中国陝西省鎮坪県で今月、妊娠7ヶ月の妊婦が、一人っ子政策を徹底させる計画出産当局によって強制的に堕胎させられ、胎内の赤ちゃんが死亡したことが分かりました。陝西省政府は14日、現地にチームを派遣して調査した結果、地元当局の行為は「国家・省の規定に著しく違反した」と認定、法規に基づき関係者の責任を追及するよう要求したと発表。ミニブログ「微博」(中国版ツイッター)にはベッドの上で死亡した赤ちゃんを見詰める母親の写真が流れており、ネットで憤りと反響が広がっています。
事件を調査する弁護士や中国メディアによると、母親の馮建梅さん(22歳)は2007年に長女を出産しました。
地元計画出産当局は、第2子の妊娠を知り、4万元(約50万円)の罰金を要求。夫妻が払わなかったため、当局者二十数人が6月2日、馮さんの自宅を訪問し逮捕。そのまま家から引きずり出し自動車に押し込んで無理やり病院に連れて行きました。

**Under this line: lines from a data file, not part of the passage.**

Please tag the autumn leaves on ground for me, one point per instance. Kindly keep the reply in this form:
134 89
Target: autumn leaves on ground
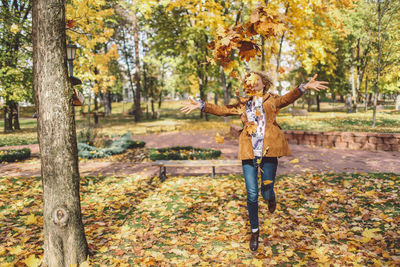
344 219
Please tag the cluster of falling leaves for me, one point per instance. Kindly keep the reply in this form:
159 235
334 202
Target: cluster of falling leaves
263 21
347 219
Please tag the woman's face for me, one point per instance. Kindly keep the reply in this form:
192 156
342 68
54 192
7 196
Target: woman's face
259 84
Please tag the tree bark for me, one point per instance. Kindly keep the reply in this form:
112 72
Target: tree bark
378 71
7 118
138 110
15 116
64 237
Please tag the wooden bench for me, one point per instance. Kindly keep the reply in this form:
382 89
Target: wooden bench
99 114
163 164
299 112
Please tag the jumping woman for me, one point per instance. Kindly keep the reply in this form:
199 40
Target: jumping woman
261 141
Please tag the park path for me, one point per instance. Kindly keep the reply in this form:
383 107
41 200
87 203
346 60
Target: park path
310 159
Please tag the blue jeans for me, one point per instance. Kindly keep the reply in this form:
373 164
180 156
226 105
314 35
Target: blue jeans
250 171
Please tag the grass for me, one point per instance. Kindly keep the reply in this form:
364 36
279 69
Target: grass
171 119
323 219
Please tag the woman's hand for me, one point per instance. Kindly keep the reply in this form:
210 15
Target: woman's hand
316 85
190 105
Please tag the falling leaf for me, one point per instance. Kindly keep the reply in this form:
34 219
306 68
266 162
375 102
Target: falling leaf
219 139
16 250
14 28
368 234
71 23
32 261
265 151
31 219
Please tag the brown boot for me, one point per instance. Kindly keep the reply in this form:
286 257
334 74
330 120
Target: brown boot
254 240
272 205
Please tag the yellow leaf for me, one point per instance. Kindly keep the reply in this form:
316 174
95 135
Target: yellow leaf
258 263
368 234
251 127
16 250
219 139
267 182
32 261
2 250
14 28
31 219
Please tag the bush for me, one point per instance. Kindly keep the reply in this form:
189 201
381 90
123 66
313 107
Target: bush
16 141
117 147
14 154
87 135
183 153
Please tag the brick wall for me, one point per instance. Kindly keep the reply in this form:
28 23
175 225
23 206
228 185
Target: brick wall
363 140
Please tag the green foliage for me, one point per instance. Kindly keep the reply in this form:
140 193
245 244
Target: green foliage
15 51
14 154
16 141
118 146
183 153
87 135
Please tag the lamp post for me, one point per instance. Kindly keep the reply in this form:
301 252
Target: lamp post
71 53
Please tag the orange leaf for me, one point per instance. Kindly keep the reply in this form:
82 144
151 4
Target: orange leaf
71 23
251 127
219 139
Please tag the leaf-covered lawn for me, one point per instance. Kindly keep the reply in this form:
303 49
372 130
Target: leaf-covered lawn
343 219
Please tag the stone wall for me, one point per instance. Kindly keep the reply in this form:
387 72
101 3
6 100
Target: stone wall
350 140
346 140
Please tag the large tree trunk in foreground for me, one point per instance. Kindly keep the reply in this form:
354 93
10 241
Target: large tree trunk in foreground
64 238
138 110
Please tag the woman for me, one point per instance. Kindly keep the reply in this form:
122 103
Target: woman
261 140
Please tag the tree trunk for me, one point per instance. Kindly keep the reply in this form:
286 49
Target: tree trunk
107 103
153 114
366 93
7 118
138 110
227 91
15 117
378 71
64 236
353 88
96 109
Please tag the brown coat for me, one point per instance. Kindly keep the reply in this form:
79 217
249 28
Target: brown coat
274 139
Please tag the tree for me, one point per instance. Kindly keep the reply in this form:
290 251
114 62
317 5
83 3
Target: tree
15 56
64 238
388 13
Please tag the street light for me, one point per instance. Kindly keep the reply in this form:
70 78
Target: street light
71 53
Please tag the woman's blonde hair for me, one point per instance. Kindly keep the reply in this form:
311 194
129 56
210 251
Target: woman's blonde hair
266 79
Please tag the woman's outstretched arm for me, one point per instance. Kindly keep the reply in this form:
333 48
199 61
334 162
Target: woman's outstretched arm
224 110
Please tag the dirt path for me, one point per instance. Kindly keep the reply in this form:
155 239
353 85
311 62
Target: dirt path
311 159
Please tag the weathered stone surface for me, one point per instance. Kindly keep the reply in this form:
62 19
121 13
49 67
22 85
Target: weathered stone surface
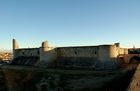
135 83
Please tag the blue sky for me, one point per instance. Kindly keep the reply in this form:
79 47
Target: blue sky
69 22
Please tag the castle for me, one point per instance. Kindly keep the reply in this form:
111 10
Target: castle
101 56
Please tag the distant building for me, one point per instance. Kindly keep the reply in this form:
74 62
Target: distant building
101 56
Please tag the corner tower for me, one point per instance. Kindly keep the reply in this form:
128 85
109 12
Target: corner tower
15 44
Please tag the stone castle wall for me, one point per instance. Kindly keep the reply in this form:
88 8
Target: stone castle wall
72 56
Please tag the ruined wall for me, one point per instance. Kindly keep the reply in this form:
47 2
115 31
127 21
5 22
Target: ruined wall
27 52
123 51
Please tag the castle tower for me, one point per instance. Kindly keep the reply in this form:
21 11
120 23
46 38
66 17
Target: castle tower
45 46
15 44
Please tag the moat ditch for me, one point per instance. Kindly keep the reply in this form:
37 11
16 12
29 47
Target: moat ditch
18 78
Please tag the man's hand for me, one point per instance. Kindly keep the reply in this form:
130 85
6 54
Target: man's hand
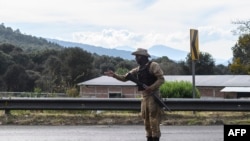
109 73
148 89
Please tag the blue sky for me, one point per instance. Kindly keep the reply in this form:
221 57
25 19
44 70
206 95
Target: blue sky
133 23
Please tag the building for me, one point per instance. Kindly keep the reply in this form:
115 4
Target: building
210 86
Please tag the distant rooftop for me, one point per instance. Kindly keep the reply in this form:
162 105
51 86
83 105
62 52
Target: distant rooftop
200 80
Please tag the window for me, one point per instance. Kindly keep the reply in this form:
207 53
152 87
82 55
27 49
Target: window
115 95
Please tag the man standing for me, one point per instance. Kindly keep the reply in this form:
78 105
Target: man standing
151 74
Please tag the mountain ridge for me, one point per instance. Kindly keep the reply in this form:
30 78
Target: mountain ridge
155 51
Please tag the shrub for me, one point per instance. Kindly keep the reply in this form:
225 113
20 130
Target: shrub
178 89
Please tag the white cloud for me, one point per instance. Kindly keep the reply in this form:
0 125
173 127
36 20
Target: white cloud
135 23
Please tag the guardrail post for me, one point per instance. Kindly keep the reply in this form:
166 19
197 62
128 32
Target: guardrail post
7 111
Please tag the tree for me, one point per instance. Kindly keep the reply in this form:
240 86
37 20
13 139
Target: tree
16 79
241 50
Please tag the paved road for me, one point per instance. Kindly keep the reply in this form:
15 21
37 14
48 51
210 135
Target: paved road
108 133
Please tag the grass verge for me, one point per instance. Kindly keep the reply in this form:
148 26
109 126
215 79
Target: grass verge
44 117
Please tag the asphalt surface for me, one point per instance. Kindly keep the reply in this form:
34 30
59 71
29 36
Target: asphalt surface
108 133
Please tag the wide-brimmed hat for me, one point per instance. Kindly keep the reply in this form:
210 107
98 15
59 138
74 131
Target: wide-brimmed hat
141 51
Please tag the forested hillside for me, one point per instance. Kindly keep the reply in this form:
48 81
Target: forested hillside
27 43
28 63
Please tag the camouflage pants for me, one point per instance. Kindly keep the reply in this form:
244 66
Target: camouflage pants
151 113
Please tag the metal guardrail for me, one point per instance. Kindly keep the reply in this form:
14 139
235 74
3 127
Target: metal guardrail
121 104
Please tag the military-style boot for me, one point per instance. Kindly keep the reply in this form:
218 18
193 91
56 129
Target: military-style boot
150 139
155 139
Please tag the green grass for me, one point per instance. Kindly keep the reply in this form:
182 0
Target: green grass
81 117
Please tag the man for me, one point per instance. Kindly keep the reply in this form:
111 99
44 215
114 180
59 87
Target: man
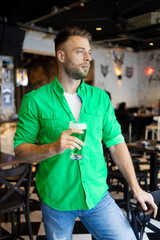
75 188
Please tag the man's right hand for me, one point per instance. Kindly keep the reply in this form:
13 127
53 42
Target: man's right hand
66 141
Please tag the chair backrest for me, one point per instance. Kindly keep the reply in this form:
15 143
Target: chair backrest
144 220
157 118
13 179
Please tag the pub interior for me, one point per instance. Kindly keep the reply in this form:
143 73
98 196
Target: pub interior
125 62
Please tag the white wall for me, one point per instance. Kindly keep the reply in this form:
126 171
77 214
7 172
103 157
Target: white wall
135 91
121 90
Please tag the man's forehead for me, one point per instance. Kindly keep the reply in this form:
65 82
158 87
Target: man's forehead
78 42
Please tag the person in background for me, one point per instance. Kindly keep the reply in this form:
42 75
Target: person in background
124 118
75 188
109 94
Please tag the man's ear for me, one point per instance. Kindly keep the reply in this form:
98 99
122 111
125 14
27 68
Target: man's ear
60 56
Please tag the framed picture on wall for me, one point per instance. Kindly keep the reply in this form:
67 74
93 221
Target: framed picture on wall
7 96
21 77
6 75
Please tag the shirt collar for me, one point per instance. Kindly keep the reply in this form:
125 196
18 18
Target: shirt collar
60 90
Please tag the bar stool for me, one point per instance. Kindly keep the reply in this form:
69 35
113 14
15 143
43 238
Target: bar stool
154 129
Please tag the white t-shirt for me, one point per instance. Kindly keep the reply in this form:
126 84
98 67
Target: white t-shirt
75 103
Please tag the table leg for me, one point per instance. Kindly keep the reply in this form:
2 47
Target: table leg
153 171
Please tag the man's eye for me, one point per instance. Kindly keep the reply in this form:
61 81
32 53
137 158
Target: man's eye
79 51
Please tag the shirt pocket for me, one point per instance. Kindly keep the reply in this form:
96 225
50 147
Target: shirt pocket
95 119
52 125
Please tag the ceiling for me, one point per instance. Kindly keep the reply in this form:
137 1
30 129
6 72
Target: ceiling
121 21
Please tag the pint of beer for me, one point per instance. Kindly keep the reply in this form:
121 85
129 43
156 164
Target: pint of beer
76 153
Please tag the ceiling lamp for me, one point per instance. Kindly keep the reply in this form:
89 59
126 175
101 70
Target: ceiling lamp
149 71
118 72
98 28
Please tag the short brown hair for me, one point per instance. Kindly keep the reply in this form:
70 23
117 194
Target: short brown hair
65 33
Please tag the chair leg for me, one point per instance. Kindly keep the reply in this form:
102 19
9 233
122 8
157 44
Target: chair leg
13 223
0 229
18 221
27 215
146 134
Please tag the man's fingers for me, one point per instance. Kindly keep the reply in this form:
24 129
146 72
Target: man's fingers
144 206
74 130
152 208
75 139
73 144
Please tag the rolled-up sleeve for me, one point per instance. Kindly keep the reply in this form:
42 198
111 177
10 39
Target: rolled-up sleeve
111 128
28 125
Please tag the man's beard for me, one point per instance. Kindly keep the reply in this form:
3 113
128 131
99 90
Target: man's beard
74 71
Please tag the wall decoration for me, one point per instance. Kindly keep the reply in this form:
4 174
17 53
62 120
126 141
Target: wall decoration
104 70
118 58
129 72
21 77
6 75
7 96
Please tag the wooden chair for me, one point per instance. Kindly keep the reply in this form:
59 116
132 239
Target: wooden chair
139 218
14 194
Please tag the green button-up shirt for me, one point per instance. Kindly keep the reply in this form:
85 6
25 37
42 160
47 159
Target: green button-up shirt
63 183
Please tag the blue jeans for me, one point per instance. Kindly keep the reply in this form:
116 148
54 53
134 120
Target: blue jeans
105 221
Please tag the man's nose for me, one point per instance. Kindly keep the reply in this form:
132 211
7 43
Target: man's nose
87 57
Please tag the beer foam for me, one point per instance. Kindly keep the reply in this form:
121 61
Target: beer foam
78 125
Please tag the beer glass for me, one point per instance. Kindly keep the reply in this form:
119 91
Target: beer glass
76 153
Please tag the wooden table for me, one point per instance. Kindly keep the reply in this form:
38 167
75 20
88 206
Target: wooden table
7 159
138 146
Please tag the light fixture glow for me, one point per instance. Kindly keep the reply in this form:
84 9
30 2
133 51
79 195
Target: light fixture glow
99 29
149 71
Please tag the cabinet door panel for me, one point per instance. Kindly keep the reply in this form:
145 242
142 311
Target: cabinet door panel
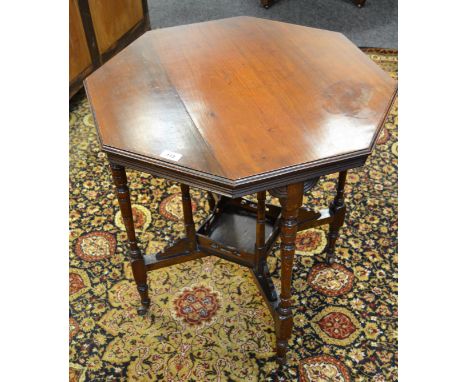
113 18
79 57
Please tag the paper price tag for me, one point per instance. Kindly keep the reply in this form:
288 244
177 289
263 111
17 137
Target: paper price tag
166 154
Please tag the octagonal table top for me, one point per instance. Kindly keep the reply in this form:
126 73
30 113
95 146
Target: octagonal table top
239 105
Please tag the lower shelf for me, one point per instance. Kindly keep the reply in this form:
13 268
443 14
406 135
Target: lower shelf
236 228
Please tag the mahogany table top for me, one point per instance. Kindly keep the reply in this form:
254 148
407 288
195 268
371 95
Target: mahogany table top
241 104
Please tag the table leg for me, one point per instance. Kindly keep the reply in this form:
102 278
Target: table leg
338 209
290 209
188 217
136 258
211 201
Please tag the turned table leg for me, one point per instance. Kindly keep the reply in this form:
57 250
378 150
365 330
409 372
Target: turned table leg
290 209
188 217
338 209
211 201
136 258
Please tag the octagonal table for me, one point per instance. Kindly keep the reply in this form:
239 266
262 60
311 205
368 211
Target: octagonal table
240 106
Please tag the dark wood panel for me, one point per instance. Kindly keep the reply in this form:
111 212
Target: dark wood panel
79 56
113 18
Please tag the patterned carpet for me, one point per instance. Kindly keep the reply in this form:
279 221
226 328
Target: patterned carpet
207 321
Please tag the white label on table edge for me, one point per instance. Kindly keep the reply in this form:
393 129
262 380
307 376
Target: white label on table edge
170 155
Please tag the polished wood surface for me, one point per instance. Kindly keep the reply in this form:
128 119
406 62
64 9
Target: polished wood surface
243 100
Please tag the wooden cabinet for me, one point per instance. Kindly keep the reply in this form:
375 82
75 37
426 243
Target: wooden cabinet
98 30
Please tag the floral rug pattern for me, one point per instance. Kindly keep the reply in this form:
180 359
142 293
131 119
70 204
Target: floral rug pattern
207 321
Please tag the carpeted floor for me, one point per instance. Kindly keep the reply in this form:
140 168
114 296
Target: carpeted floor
345 323
376 24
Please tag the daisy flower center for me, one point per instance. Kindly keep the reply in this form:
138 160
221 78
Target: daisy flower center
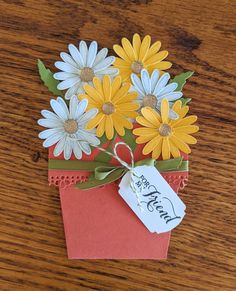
70 126
108 108
150 100
86 74
136 67
165 130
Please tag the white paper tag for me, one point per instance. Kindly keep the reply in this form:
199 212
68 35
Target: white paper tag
162 209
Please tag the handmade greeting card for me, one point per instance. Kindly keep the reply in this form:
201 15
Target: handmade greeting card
118 136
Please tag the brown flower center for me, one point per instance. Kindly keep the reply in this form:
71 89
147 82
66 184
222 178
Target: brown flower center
86 74
71 126
150 100
165 130
136 67
108 108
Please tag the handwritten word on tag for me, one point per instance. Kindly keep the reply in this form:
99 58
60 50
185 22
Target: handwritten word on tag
160 208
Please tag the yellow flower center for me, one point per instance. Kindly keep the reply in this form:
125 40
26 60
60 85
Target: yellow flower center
71 126
165 130
86 74
136 67
150 101
108 108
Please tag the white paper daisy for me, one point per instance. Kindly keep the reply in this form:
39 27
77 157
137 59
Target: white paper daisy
153 89
66 128
81 65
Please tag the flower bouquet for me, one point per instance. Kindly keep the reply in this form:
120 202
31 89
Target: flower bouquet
118 140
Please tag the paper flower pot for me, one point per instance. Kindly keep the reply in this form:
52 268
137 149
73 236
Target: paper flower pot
100 225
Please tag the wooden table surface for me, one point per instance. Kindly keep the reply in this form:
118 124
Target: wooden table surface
200 36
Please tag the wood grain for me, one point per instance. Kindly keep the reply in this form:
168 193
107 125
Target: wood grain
200 36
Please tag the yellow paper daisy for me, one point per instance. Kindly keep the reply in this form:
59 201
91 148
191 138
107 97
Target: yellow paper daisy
139 55
114 103
163 135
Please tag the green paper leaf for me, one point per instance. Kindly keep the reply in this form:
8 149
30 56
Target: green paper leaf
94 183
185 101
181 80
47 77
129 139
100 173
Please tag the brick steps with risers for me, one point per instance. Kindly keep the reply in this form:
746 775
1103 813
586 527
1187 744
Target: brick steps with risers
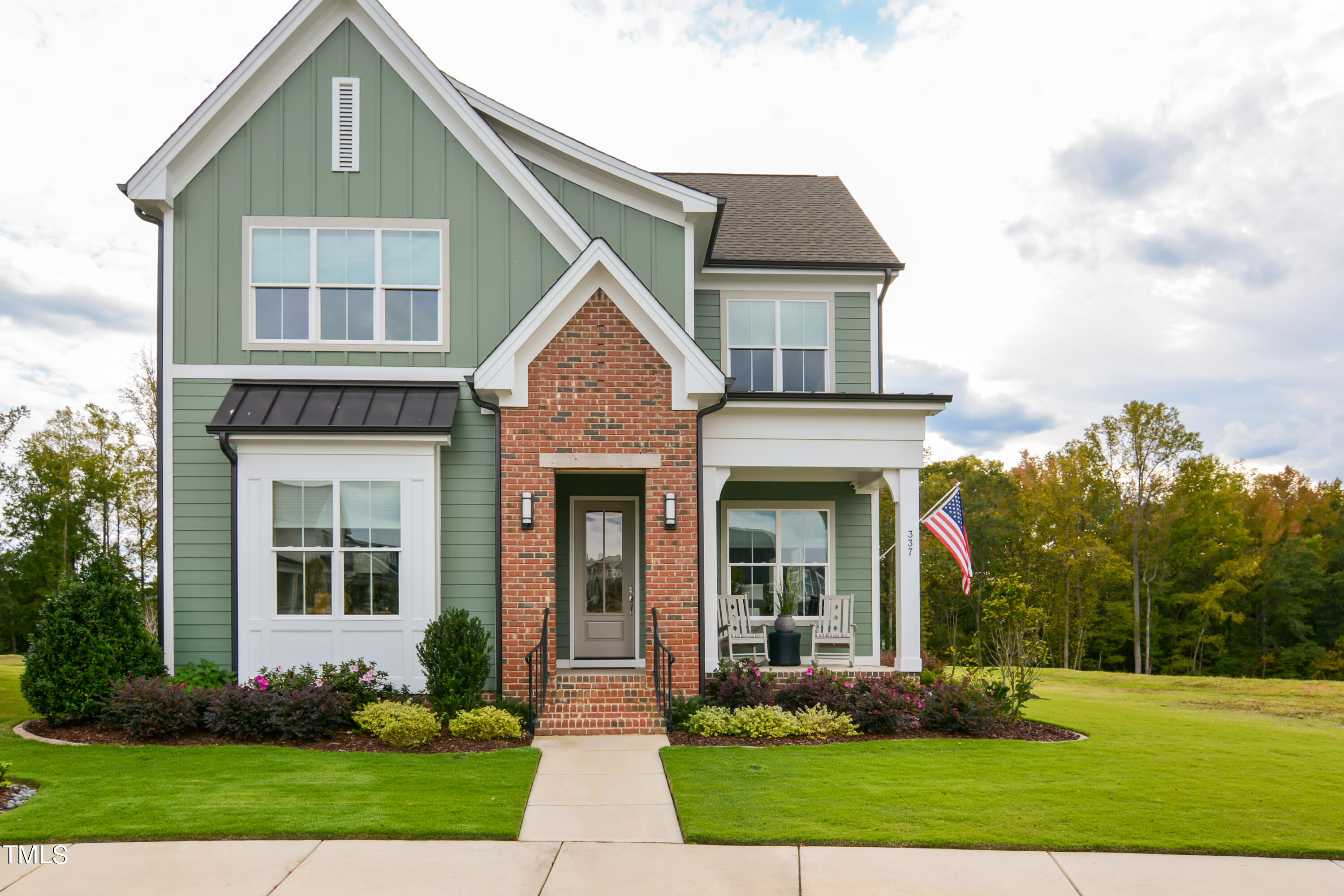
593 702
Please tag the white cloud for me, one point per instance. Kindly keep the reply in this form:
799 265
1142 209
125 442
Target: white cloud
1097 202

馮さんは、病院で目隠しをされて暴行を受け無理矢理同意書にサインさせられました。その後、病院で堕胎させるための注射を打たれ、赤ちゃんを36時間後に死産しました。
中国の法律では6カ月以上の妊婦の中絶は禁止されており、今回の事件は違法。一人っ子政策担当者3人が停職となり、市当局は女性と家族に謝罪したといいます。
当局者はこの際、抵抗する馮さんに暴力を振るったといいます。そして死亡した赤ちゃんを親戚が撮影しました。
夫の※(※=登にオオザト)吉元氏(29歳)は時事通信の電話取材に「近くに当局者がおり、何も言えない」と述べました。